If you’re feeling too tired to drive but you haven’t yet reached your destination, the best thing to do is pull over on the side of the road and have a quick power nap (roughly 15-30 minutes) to temporarily top up your sleep levels. After all, when it comes to driving, it’s always better take a timeout and get home safely a little later!

snooze away

Ring, Ring!

Everyone knows they should never use their mobile phones, either to txt someone or to make a call, while they’re driving. Unfortunately, it’s a rule similar to jaywalking – some people just can’t help themselves, even against their better judgement! You might think that it’s not a big deal to squeeze in a sneaky txt message while you’re waiting at the traffic lights, or to make a super quick call to your partner about a last-minute grocery item. But in Australia, it’s against the law to use a hand-held mobile phone while driving, and the truth is that even hands-free phone calls can divert your attention from the traffic conditions around you. You never know when you might be in the wrong place at the wrong time, and it only takes a split second of distraction for you to place yourself, and others, in serious danger when you’re on road.

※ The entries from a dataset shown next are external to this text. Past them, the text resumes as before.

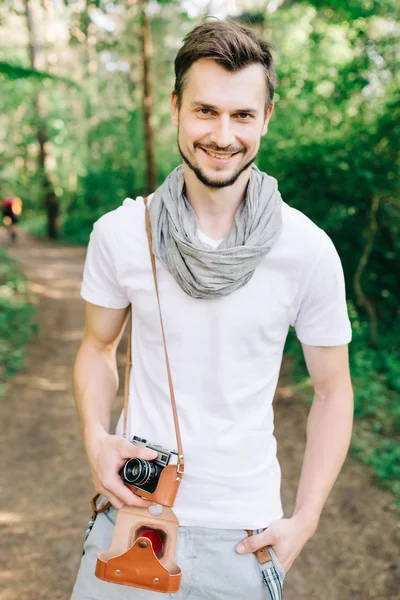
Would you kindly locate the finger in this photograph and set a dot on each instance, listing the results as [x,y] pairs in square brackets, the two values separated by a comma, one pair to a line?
[254,542]
[128,450]
[111,498]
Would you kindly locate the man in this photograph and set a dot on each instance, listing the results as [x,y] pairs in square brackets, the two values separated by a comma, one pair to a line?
[12,209]
[236,267]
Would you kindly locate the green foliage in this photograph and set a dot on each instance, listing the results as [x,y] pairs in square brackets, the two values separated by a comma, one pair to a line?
[17,318]
[12,71]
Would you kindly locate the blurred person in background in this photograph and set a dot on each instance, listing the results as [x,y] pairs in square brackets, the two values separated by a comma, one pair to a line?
[12,209]
[236,267]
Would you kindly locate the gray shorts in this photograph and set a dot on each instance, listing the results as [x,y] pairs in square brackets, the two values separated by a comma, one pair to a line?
[212,569]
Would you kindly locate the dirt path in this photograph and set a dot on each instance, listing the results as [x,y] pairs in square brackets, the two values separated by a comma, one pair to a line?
[46,485]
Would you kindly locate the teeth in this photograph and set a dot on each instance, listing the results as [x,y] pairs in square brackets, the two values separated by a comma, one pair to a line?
[218,155]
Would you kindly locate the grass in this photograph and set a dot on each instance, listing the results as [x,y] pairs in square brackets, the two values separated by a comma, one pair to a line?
[17,318]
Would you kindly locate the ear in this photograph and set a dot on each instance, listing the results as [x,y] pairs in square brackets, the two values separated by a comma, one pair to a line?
[174,110]
[267,118]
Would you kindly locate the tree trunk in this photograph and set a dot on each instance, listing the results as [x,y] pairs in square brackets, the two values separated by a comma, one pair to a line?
[363,300]
[147,99]
[52,207]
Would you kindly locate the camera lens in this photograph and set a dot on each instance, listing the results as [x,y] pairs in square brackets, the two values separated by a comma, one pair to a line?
[140,472]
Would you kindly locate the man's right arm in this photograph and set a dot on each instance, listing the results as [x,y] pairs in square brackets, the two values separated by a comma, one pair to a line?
[95,381]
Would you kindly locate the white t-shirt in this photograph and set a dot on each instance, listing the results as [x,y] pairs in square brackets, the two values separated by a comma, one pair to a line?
[225,356]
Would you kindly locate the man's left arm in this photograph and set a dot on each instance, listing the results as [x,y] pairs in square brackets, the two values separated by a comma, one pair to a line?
[329,429]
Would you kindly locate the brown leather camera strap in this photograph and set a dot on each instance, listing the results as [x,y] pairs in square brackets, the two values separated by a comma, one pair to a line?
[129,354]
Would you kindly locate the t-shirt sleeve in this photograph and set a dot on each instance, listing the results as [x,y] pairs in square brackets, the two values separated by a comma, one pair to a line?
[100,284]
[322,318]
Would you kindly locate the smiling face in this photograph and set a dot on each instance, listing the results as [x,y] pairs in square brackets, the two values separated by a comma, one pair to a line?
[221,120]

A series of studies have collectively shown that using a mobile phone whilst driving can:

  • Impair your ability to maintain the appropriate speed limit
  • Result in you having longer reaction times
  • Result in you missing traffic signals
  • Increase your mental workload, by overwhelming you with different sources of information
  • Reduce your awareness of what is happening in your surroundings

No matter how safe you think you’ll be, the best policy is to refrain from using your mobile phone at all. So before your fingers hit the keypad the next time you’re driving, always remember to ask yourself: is it really worth breaking the law and risking people’s lives?

silence is golden

Forbidden Substances

drivingdangers4While feeling fatigued and using your mobile phone can really wreck some havoc while you’re driving, driving under the influence of alcohol and/or drugs is a whole other ball game. When a person’s mind has been altered by external substances, they are unable to make the rational decisions and judgement calls required to safely drive their vehicle. Unfortunately, drink driving is still a serious problem in Australia; alcohol causes more road crashes than any other single factor, and one in four fatal crashes across the country involve drivers and/or passengers who have a blood alcohol concentration (BAC) over the legal limit of 0.05.

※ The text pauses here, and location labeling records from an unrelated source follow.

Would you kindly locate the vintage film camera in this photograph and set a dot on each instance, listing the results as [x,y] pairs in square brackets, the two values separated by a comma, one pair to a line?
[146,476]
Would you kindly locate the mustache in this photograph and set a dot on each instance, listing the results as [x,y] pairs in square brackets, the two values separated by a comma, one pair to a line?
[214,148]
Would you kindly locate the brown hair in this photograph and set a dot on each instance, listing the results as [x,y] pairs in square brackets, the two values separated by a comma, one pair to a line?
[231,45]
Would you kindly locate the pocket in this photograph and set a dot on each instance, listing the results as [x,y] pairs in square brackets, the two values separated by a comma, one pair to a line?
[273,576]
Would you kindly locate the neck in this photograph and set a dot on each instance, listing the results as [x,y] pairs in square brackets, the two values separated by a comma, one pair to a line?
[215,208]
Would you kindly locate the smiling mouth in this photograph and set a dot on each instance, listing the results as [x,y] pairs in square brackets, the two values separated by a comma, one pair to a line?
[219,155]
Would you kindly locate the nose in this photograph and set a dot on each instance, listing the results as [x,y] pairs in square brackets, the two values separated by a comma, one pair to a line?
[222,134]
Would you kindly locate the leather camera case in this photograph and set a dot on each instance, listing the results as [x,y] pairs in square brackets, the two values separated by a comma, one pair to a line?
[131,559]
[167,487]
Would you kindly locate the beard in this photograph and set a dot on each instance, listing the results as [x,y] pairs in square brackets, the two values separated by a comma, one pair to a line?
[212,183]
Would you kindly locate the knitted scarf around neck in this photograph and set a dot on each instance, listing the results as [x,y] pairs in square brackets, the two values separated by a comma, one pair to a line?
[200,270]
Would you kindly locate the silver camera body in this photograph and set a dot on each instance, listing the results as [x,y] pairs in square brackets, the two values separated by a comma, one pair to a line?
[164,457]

Consuming alcohol or drugs, even medicinal ones, can cause the following problems when it comes to driving:

  • Delayed reaction times
  • Reduced coordination
  • Decreased decision-making skills
  • Extreme drowsiness
  • Blurred or unstable vision
  • Increased risk-tasking behaviours

There is no ‘safe’ limit of alcohol that will ensure your driving ability and focus is unimpaired, so when in doubt, always arrange for another mode of transport (such as a taxi, a family member, or public transport) or stay somewhere overnight (such as at a friend’s place). Organising a designated sober driver ahead of time is another great way to ensure that everyone can get home safe and sound after a social event.

 

The Final Word: Safety First And Foremost

A lot of people can drive, but in order to be a good driver, it’s important to always stay vigilant and remember that safety comes first. Any activity that has the ability to distract you from fully focusing on the task of driving is one that you should never engage in while you’re behind the wheel. It doesn’t matter how far or how long you’re driving for – it’s in your best interests (and everyone else’s!) to be fully alert and aware of everything happening around you.